Dit Strategisch Basisonderzoek steunkanaal betekent een
belangrijke verruiming in vergelijking met een voorloper,
nl. het programma Generisch Basisonderzoek aan de
Universiteiten (GBOU):
- Naast het wetenschappelijk-technologisch onderzoek,
wordt vanaf 2004 ook ruimte gemaakt voor andere
wetenschapsdisciplines met economische of
maatschappelijke relevantie.
- Naast universiteiten kunnen voortaan ook bedrijven
projecten indienen. Ook de grote Onderzoeksinstellingen
als IMEC, VITO en VIB kunnen projecten indienen als ze
samenwerken met een universiteit. Zij blijven daarnaast
ook nog genieten van belangrijke jaarlijkse
overheidsdotaties.
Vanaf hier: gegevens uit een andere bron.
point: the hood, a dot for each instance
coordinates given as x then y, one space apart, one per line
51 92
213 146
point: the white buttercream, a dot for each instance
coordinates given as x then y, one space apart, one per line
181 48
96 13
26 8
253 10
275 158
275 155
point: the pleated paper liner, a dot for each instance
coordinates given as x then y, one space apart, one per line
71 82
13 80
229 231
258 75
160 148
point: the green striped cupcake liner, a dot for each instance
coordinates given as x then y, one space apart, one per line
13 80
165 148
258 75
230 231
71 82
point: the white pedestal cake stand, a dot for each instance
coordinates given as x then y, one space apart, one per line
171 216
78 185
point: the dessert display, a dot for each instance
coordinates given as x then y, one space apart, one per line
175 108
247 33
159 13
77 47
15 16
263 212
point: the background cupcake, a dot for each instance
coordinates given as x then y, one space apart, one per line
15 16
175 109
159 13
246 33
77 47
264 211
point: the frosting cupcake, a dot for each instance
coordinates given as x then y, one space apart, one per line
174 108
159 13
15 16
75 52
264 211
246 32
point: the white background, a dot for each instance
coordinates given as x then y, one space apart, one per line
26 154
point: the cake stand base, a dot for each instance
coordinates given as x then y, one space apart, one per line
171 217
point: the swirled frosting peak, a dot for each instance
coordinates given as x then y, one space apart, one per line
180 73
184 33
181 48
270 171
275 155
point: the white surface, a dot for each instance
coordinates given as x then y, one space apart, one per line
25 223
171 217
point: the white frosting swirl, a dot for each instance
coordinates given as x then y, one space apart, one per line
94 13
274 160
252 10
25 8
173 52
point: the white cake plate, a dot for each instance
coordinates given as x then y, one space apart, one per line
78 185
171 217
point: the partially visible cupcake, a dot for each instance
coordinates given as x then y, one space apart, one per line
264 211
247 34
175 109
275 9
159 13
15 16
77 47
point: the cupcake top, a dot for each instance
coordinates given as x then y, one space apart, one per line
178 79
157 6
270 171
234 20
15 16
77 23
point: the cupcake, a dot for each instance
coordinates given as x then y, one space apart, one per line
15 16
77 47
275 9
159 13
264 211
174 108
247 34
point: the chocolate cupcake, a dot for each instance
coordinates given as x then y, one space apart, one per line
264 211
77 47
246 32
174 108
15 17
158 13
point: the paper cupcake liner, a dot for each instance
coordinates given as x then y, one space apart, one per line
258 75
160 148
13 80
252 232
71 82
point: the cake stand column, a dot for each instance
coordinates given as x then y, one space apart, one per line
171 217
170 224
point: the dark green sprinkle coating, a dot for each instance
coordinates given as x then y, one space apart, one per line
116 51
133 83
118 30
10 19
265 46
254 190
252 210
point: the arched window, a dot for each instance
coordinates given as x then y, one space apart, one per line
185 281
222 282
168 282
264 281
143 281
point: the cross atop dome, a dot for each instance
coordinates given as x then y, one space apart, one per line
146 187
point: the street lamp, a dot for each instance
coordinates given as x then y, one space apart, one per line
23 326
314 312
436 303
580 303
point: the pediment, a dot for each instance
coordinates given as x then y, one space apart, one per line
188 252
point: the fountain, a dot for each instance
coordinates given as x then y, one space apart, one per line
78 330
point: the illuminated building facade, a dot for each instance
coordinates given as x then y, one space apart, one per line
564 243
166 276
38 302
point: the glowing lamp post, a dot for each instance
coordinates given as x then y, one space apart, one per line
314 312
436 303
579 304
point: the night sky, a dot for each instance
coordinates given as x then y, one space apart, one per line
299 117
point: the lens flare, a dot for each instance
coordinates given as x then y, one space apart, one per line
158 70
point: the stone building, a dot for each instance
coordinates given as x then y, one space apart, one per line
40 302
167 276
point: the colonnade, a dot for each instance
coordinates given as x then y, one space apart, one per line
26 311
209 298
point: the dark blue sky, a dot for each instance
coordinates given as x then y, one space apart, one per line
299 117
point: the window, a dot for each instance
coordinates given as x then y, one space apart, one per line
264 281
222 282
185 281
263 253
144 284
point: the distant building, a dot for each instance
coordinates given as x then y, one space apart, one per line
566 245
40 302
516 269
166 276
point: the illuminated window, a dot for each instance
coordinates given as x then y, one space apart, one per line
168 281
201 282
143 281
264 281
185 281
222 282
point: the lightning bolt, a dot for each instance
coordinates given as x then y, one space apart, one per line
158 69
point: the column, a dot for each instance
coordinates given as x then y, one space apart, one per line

Hogescholen binnen hun associatie
kunnen aan bod komen mits samengewerkt wordt met een
andere Vlaamse O&O-actor.
- De projecten kunnen zeer omvangrijk zijn, wil men een
voldoende 'kritische massa' bereiken, competitief op
internationaal niveau. Voorwaarde is dan wel dat men
bereid is onderzoeksconsortia uit te bouwen over
instellingsgrenzen heen. Dit wordt structureel
aangemoedigd in de modaliteiten van het programma. Voor
projecten die slechts door één onderzoeksgroep worden
ingediend is het maximumbudget beperkt tot 500.000 euro
per jaar en dit voor maximaal 4 jaar. Voor consortia
wordt dit maximumbedrag vermenigvuldigd met het aantal
partners binnen het consortium.
- Onderzoeksploegen buiten Vlaanderen worden toegelaten
binnen consortia, tot maximum 20% van het globale
projectbudget. Het is immers de bedoeling om de expertise
te halen waar ze zich bevindt. De begrenzing is ook
ingegeven door de betrachting om in de eerste plaats
deskundigheid in Vlaanderen uit te bouwen.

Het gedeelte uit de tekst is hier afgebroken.